There are over 100 disorders that typically affect joints, tendons, ligaments, bones, and muscles and are termed arthritis and rheumatic diseases. Some of these may also involve internal organs.
Forms of arthritis
Examples of arthritis include:
- Rheumatoid arthritis
- Juvenile idiopathic arthritis
- Systemic lupus erythematosus (lupus)
- Spondyloarthropathies or ankylosing Spondylosis
- Infectious arthritis
- Polymyalgia rheumatic
- Psoriasis and Psoriatic arthritis
- Inflammatory arthritis
Causes of arthritis
Rheumatic diseases are myriad in their manifestations and causes. While some of these are genetic and a person may be predisposed to getting them or the arthritis may develop a trigger that causes arthritis. This could be an injury or an infection. A cold, flu, or other type of virus could trigger a rheumatic disease in some people. Osteoarthritis may be caused by wear and tear on the joints or by an injury to a joint.
Age and sex play a role in risk of getting arthritis. Some of the conditions are more common among elderly while some including osteoarthritis are more common in women after menopause.
Lupus, rheumatoid arthritis, scleroderma, and fibromyalgia are more common among women. Rheumatoid arthritis occurs two to three times more often in women than in men.
Gout is more common in men than in women. After menopause, the incidence of gout in women begins to rise. This could be due to the hormonal differences or due to genetic differences.
In addition, some races and ethnicities are more at risk. Lupus for example is more common in African Americans and Hispanics than in Caucasians.
Diagnosis of arthritis
Rheumatic diseases are diagnosed by regular physicians, orthopedicians as well as specialists in rheumatic diseases or a rheumatologist. Common signs and symptoms include:
- Pain in one or more joints
- Swelling in one or more joints. There may be warmth and redness in and around the joint.
- Stiffness around the joints that lasts for at least 1 hour in the early morning after waking up. This is termed morning stiffness.

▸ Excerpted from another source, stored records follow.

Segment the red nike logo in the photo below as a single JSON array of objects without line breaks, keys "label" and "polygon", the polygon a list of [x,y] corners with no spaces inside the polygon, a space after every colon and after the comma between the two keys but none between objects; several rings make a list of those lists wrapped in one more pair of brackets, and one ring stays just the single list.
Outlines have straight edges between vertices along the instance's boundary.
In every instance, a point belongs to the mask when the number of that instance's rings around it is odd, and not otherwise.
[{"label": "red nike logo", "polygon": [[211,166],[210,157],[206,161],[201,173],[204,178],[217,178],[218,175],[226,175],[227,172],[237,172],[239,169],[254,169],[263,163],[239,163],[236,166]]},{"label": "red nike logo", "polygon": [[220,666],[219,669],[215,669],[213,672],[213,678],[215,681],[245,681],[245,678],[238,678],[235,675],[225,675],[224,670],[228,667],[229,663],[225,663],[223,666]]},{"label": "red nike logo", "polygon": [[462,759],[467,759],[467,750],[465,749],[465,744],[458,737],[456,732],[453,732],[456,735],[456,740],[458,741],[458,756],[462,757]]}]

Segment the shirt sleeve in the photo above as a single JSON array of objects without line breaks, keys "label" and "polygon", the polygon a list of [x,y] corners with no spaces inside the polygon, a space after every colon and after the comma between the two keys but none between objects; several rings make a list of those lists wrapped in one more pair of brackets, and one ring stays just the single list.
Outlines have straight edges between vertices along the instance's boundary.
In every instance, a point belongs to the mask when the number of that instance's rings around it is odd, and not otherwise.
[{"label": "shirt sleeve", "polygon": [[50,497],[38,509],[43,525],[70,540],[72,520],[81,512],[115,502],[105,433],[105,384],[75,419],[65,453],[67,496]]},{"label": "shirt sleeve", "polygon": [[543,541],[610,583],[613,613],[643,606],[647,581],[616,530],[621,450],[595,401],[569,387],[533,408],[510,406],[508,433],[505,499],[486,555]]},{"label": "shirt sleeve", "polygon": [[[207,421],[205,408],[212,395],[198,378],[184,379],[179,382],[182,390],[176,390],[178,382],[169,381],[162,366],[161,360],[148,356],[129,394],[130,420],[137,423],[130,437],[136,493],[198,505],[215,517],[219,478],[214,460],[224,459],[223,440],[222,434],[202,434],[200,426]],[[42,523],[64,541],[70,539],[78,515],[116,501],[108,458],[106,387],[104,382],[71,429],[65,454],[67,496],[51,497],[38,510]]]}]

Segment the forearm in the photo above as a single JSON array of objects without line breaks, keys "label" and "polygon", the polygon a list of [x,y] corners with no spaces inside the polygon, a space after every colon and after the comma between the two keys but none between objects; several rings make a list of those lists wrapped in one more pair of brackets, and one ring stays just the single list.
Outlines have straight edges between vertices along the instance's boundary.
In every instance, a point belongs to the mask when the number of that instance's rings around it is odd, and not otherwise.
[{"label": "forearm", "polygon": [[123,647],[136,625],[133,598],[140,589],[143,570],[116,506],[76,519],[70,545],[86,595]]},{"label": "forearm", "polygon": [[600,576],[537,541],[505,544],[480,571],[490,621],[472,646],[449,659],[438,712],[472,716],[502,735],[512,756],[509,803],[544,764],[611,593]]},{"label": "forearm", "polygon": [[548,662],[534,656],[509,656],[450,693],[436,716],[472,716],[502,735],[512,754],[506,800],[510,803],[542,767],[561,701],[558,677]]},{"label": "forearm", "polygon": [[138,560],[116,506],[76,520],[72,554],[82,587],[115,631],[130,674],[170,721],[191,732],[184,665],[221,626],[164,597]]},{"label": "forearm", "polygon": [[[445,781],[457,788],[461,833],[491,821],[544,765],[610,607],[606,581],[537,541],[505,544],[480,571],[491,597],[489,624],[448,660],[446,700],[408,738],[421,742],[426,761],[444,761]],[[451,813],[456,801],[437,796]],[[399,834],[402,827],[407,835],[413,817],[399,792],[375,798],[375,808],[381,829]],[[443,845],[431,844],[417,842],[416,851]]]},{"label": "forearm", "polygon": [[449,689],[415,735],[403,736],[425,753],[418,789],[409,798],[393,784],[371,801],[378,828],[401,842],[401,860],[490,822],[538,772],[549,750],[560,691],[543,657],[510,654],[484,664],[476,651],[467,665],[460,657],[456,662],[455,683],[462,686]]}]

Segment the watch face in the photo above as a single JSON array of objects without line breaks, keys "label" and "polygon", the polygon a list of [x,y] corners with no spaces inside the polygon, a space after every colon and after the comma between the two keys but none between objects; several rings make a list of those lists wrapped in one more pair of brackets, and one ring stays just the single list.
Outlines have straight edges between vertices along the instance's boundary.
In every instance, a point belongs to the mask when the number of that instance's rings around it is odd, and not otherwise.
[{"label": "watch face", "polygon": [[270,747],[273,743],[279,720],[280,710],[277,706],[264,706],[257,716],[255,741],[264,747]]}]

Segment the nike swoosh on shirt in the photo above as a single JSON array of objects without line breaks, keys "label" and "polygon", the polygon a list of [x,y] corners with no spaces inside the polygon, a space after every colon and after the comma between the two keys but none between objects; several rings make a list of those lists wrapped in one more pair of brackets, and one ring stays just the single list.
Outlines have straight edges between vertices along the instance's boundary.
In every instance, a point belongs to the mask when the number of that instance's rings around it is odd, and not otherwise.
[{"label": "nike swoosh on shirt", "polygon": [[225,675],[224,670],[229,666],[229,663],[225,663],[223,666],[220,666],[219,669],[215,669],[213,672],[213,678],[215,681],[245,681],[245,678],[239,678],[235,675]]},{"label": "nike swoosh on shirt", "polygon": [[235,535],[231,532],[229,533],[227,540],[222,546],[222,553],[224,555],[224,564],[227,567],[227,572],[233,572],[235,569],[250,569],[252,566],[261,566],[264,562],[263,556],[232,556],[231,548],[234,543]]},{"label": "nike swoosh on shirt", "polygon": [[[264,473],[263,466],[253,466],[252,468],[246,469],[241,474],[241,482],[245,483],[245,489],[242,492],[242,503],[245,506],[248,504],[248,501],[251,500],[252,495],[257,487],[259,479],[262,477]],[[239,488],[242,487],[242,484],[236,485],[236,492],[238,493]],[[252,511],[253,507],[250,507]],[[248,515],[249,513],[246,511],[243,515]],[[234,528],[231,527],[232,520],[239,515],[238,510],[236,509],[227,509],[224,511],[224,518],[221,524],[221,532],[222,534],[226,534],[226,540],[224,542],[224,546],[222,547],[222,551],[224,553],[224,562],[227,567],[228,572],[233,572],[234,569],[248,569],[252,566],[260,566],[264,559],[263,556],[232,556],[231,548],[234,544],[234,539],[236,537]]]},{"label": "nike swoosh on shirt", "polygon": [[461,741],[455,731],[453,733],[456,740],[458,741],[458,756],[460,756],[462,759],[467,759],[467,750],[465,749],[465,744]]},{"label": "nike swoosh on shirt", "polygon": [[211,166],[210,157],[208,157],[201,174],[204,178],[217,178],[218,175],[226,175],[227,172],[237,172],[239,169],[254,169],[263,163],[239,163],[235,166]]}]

- Constant or recurring pain
- Difficulty using or moving a joint
Tests for arthritis
Tests commonly include:
- routine blood tests
- medical history
- physical exam
- X rays
- imaging studies like CT scans and MRI of joints
The common treatments that are applicable for most arthritis include rest, relaxation, physical therapy, monitored exercises and joint mobilization, healthy diet, weight loss.
Other therapies include water therapy, health and cold therapy, care for joints, devices such as splints, braces, crutches etc.
Patients may undergo surgery to restore function or to relieve pain and sometimes to introduce prosthetic joint replacements for better mobility. A plan of therapy is developed in conjunction with the patient and a multidisciplinary team.
Drugs are used in many forms of arthritis. The type of drug depends on the condition and on the individual patient. Most of these drugs do not provide a cure but rather limit the symptoms. One of the exceptions is arthritis that is caused by an infection, in which antibiotics can cure the condition.
Commonly used drugs in arthritis include pain relievers that may be applied locally over the skin or taken as pills. In rheumatoid arthritis, Disease-modifying antirheumatic drugs (DMARDs) and Biologic response modifiers may be tried. Corticosteroids are also used in many rheumatic conditions because they reduce swelling and block or slow down the immune system.
Other drugs used include Hyaluronic acid substitutes, nutritional supplements, enzyme inhibitors like Allopurinol (used in gout) etc.